Ridley Scott's Alien (1979) became a classic sci-fi film when Scott: took the horror-story trope of the “monster in the mansion” and put it into outer space, “where no one can hear you scream”; utilized the emerging technology of computer-generated imagery to create a very yucky monster (who attacks from both “inside you” and “outside you”); and bowed in the direction of political correctness by having a woman warrior memorably battle the nasty critter.

The popular Alien spawned a franchise of four sequels over the next 20 years and then a prequel in 2012, Prometheus.  Along the way, Scott also helmed another sci-fi classic, Blade Runner (1982), which presented a dystopian vision of L.A. in a kind of futuristic film-noir style, with a plot centered on a detective's search for rogue “replicants” (androids). 

Now Scott follows Prometheus with another prequel to Alien, Alien: Covenant. This film actually begins with a scene set before the main action of Prometheus. In the scene a rich old man (Guy Pearce) speaks with a newly activated “synthetic” (android) (Michael Fassbender), who has chosen the name “David” for himself after looking at a replica of Michelangelo's statue of the same name. The rich old man tells David that one day they will search for mankind's creator together. This search becomes the genesis for the events of Prometheus

After the scene between the rich old man and David, we find ourselves years after the events of Prometheus (which was the name of a spaceship) aboard the spaceship Covenant, which is carrying colonists in stasis pods and embryos on a multi-year journey to a remote planet, Origae-6. The ship is monitored by Walter (Michael Fassbender in a dual role), a newer model synthetic physically resembling the earlier David model. 

An energy burst damages the ship and wakes the crew from their stasis pods, but the ship's captain (James Franco) dies when his pod malfunctions. As they repair the ship, the crew receives a radio transmission from a nearby, but previously unknown, planet. The new captain (Billy Crudup) decides that this planet seems better suited for colonization than Origae-6. The first captain's widow, Daniels Branson (Katherine Waterston), objects but us overruled, and a team is sent to the planet's surface. 

Guess what? The team's time on the planet turns out not to be a walk in the park. The planet is beautiful in a gloomy way, but, of course, loaded with nasties of diverse kinds, who start knocking off the members of the team in horrendous ways. Eventually, the team encounters David, the android from the Prometheus expedition, who survived after that mission met a bad fate. David leads the Covenant team through the ruins of a city full of Engineer corpses. The Engineers are a humanoid race who apparently created the human race but eventually decided to destroy humanity, a plan disrupted by the disaster that overtook them. 

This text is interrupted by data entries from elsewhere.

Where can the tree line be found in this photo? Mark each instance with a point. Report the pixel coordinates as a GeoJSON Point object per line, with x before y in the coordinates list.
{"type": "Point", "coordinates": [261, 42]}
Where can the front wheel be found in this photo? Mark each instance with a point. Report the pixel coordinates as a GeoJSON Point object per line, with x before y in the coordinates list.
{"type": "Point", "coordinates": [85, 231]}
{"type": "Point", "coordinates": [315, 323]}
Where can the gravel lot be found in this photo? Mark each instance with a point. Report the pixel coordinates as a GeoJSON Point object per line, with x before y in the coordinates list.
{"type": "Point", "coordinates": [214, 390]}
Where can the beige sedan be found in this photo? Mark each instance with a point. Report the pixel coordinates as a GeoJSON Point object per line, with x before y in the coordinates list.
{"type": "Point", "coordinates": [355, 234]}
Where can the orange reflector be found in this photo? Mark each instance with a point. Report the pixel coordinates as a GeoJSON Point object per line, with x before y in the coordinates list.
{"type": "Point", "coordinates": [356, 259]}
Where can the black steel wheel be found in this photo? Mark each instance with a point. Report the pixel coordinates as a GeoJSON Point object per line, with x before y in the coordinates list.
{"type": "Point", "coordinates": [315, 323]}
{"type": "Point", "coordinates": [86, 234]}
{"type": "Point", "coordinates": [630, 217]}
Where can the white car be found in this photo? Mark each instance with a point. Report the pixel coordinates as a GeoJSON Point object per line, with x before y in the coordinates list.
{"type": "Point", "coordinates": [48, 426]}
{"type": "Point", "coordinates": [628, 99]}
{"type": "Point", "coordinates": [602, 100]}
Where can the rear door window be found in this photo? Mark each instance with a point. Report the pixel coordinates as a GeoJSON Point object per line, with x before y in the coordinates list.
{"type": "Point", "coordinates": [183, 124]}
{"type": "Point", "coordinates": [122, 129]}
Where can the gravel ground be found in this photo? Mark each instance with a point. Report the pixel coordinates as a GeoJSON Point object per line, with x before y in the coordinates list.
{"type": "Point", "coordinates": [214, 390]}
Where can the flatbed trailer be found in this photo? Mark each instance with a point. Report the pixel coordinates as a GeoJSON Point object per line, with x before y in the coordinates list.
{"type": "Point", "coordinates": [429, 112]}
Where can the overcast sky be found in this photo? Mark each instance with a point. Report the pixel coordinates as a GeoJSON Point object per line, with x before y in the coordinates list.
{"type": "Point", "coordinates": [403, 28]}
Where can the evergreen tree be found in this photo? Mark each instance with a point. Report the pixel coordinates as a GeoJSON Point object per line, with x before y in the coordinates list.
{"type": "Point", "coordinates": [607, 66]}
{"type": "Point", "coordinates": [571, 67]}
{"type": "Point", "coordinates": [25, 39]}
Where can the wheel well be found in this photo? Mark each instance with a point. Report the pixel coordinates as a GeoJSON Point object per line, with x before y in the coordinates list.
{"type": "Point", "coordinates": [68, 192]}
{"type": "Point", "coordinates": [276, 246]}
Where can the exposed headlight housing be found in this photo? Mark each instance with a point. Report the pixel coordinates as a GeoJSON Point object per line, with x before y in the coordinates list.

The place of humans in the universe and the relation of androids to them is debated by David and Walter. David believes that humans should not be allowed to colonize the galaxy. Walter disagrees, and the two fight. During the course of the fight, Daniels escapes the clutches of David, heroically battles nasties, and enables the Covenant to resume its trip to Origae-6. Daniels reenters stasis and feels good that the friendly android Walter is helping her go to sleep but then . . . . 


Alien: Covenant produces all the requisite scares and stomach-turning scenes that audiences seek from this franchise, delivered with striking production design, state-of-the-tech effects, and strong performances, particularly by Fassbender and Waterston. Also, Scott peppers the film with verbal and visuals allusions to Greek mythology, Milton, Piranesi, Blake, Shelley's poetry, Mary Shelley's prose, Dore, and other cultural treasures of Western Civilization. To what end? Who knows? Wait for the next installment of the franchise (and also for the Blade Runner sequel out later this year). And remember: “In space no one can hear you throw up.”